Last August, I counted 100 available retail spaces in Tribeca. This year, there are 129.*
This is sure to inspire comments about “greedy landlords,” but the landlords lose money every month their storefronts remain vacant. Asking rents are clearly too high—landlords think their storefronts are worth more than they are—but as one broker I spoke with pointed out, there’s just enough activity to keep hope alive: “Landlord #1 hears that landlord #2 was able to get $150 per square foot, so he wants to wait, even though his space is worth more like $80.” There are likely other factors at work. As another broker explained, a lot of landlords get financing with high expected rents as part of the equation. No one wants to admit he or she overpaid, and it’s not in a landlord’s interest to only make enough rental income to pay the bank—so, in a twist on a banking term, better to extend and pretend.

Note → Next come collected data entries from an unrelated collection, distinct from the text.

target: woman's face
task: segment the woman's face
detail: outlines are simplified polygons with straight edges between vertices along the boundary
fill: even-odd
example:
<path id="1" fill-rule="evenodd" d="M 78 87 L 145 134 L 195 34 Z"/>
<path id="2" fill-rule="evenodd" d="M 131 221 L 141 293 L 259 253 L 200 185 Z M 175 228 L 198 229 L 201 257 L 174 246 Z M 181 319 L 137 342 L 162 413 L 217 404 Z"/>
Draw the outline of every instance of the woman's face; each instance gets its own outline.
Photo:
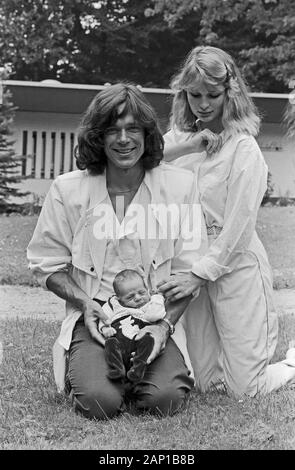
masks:
<path id="1" fill-rule="evenodd" d="M 187 90 L 192 113 L 204 123 L 221 121 L 225 88 L 223 85 L 207 85 L 201 82 Z"/>
<path id="2" fill-rule="evenodd" d="M 117 168 L 134 167 L 144 153 L 144 129 L 131 114 L 119 118 L 105 131 L 104 151 Z"/>

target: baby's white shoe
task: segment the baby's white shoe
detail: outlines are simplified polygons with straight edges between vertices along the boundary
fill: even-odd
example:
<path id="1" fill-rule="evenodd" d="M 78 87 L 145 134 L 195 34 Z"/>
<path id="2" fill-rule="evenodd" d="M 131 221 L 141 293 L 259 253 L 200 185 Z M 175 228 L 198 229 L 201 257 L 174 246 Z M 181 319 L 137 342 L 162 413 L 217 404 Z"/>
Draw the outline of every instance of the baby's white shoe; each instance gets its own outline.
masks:
<path id="1" fill-rule="evenodd" d="M 295 367 L 295 347 L 288 349 L 286 359 L 282 362 L 287 364 L 287 366 Z"/>

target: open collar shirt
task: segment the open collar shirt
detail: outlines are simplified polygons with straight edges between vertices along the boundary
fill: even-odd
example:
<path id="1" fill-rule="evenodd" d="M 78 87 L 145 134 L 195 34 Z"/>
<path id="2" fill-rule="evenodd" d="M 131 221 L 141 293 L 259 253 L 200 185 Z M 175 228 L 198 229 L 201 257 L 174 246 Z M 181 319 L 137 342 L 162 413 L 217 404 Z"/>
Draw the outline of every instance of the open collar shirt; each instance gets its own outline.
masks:
<path id="1" fill-rule="evenodd" d="M 148 287 L 153 289 L 171 274 L 191 271 L 207 249 L 207 235 L 190 171 L 162 163 L 146 171 L 142 186 L 137 230 L 143 230 L 145 220 L 145 233 L 140 234 L 140 261 Z M 90 298 L 99 296 L 108 242 L 108 230 L 102 236 L 102 208 L 108 211 L 108 199 L 105 174 L 92 176 L 87 170 L 77 170 L 52 183 L 27 250 L 29 267 L 43 287 L 52 273 L 66 271 Z M 173 225 L 173 236 L 167 235 L 167 208 L 181 214 Z M 189 235 L 193 236 L 190 242 Z M 67 321 L 63 324 L 67 334 L 62 344 L 66 350 L 81 314 L 66 302 Z M 173 339 L 192 371 L 182 321 L 183 316 Z"/>

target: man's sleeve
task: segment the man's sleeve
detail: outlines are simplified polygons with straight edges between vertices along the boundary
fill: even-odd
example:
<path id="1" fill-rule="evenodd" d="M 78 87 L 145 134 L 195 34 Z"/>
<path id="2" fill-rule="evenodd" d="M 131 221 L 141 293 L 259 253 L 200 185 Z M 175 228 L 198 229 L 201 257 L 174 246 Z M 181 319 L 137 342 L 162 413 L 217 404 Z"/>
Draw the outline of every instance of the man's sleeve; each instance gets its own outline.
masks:
<path id="1" fill-rule="evenodd" d="M 73 233 L 57 179 L 49 189 L 27 248 L 29 269 L 44 288 L 51 274 L 67 271 L 72 261 L 72 239 Z"/>

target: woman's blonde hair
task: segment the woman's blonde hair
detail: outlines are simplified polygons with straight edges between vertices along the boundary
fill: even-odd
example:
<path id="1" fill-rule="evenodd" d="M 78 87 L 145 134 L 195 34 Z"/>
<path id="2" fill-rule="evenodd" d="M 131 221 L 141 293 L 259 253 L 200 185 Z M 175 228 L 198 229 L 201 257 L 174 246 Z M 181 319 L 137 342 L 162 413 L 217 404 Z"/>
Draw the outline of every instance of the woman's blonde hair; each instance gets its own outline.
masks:
<path id="1" fill-rule="evenodd" d="M 188 54 L 180 72 L 171 81 L 175 92 L 170 124 L 182 131 L 196 131 L 187 91 L 201 82 L 223 85 L 225 98 L 222 124 L 225 132 L 257 135 L 260 126 L 258 111 L 248 95 L 246 84 L 232 57 L 212 46 L 195 47 Z"/>

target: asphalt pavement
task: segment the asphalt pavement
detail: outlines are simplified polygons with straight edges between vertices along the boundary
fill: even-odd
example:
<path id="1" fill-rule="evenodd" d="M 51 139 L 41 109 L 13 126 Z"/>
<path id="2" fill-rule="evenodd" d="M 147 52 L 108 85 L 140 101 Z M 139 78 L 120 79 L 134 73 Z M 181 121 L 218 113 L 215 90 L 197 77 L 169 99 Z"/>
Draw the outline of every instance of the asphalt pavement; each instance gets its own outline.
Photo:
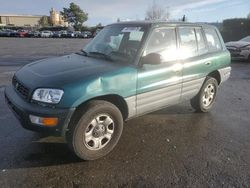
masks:
<path id="1" fill-rule="evenodd" d="M 0 38 L 0 187 L 250 187 L 250 63 L 232 64 L 210 113 L 188 102 L 125 123 L 115 149 L 79 160 L 63 139 L 23 129 L 4 101 L 14 72 L 82 39 Z"/>

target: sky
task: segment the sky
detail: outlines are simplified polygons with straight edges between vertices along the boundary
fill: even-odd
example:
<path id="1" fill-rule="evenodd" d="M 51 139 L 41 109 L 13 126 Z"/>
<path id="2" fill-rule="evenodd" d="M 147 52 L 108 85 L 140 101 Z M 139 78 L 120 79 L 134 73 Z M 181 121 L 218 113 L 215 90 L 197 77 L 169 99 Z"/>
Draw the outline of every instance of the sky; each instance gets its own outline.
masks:
<path id="1" fill-rule="evenodd" d="M 53 7 L 61 11 L 70 2 L 78 4 L 89 14 L 85 25 L 103 25 L 120 20 L 143 20 L 154 0 L 0 0 L 0 14 L 49 15 Z M 186 15 L 189 22 L 217 22 L 227 18 L 246 17 L 250 0 L 155 0 L 170 19 Z"/>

There has been talk of a softening in the retail market elsewhere in the city, but we’re not seeing it yet. What I wrote last year still feels applicable—and only more so as FiDi turns into a massive mall: “Even if Tribeca continues to get aggressively developed, it will never be a high-density neighborhood when developers keep building 4,000-square-foot, single-family apartments. And the lack of corresponding foot traffic is what caps the amount of money any business can make here. You could argue that workers from FiDi will help fill the void, but there’s an obscene amount of retail coming online to the south—at Brookfield Place, the World Trade Center, the Seaport District, the Fulton Center, 28 Liberty…. That’s also where chains are going to want to be, because tourists are there, too. Tribeca then gets left to the independent businesses. Of which there are fewer and fewer….”
*The methodology is the same as last year. The area surveyed is bounded by Canal, Broadway, Murray, and West. I did not include the spaces where we know something is coming; new or not-yet-built buildings where the amount of retail is unknown; pop-ups and other temporary retail (such as condo sales offices); or anything on Canal, because that’s an entirely different ecosystem from the rest of Tribeca—although it too is decimated, especially the north side.
UPDATE 8/24: The good news is that there are only 127 now, first because Pixel Academy is moving into 256 West, and 8 Jay is very much still the home of Artflag. (I erroneously assumed it was still on the market.)